The creation of art generally doesn’t equate to the creation of money. Since it can take years to see any sort of profit, if a profit ever comes at all, poor kids don’t pursue art. I’m sorry, let me rephrase that, poor kids can’t pursue art because they don’t have a backer to pay their bills for them while they do so. They have no safety net. They have no parent’s health insurance they can jump on. They don’t have the time or resources to pursue something that many in the lower and middle classes would classify as a hobby.
And if poor kids do pursue art? There is an immense guilt that they feel and an immense imposter syndrome. Working class people don’t paint pictures. We don’t write poems. We don’t spend hours writing and rewriting the same pages for the pursuit of beauty because well, that is a frivolous endeavor.
What is the real problem with this reality? Is the real problem that only rich kids have the option to take the time to pursue the arts? Or is it that as a society, we don’t value the arts in the ways that we should? Artists don’t brandish the same ohs and ahs as doctors or lawyers. We are such a product-driven society, a society that is fixated on goods and tangible services, and working at the production of a product that doesn’t fit inside of previously formatted parameters is difficult for other people to understand.

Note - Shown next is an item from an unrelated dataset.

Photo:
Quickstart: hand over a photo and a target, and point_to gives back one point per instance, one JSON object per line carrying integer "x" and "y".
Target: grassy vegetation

At the risk of sounding like a ridiculous hippie, why is making money the most important pursuit?This is where the poor kid in me starts to roll my eyes at myself. I start to yell at my computer screen “So you don’t have to live paycheck to paycheck! So you can afford an apartment in a safe neighborhood! So you can eat something other than mac and cheese for dinner every night! (I mean, mac and cheese is delicious and everything but….). There are very few hippies I’ve met in my life who come from poverty. It is a wonderful choice to make the conscious decision to move away from materialism and move closer to nature, but many times this involves a start in life that included materialism. It is a wonderful choice to choose to pursue happiness instead of financial success, but what is often overlooked is that it is a very privileged choice that someone gets to make to shirk financial stability. The poor know that you can’t shirk something that you never had. You can’t turn away from something that was never yours. In wealthy households, children are taught that their possibilities are endless. They are raised believing they can, and should be and do anything they want. They have the security to dream and explore.
So what is the consequence? As our society moves into this dangerous realm where everyone goes to college and there is a formal training for every job, what does that mean for the arts? There are nearly 300 MFA programs across the country today (three decades ago, there were barely 50). The creative writing majors and the fine arts majors are overflowing with all the kids from the right side of the tracks, all the trust funds, and all of the offspring who don’t know what an overdraft fee is. And the poor kids who love to write, love to draw, love to create, but can’t justify spending 40 grand a year on an education that won’t guarantee them a steady position are siphoned out. I know very few poor kids who made it to college just to study art. The studios and creative writing majors are filled with rich kids who have the privilege to pursue their passion with a financial safety net to protect them. What does that mean for the art that finds its way to our bookshelves, gallery walls, Spotify stations, and stages? When I read a new book, I can’t help but wonder who I’m not reading. I wonder whose voice has been left out of our societal narrative because they couldn’t finish their book because they were just trying to pay their rent. What can be done to counteract this dangerous trend and what happens when art becomes a privilege of the upper class?
For now, I’m going to argue for the good old-fashioned patron, because I’m not sure what else to do. So if there is a king somewhere or a member of the nobility or some aristocrat who is willing to fund my life while I make art, I’m taking applications.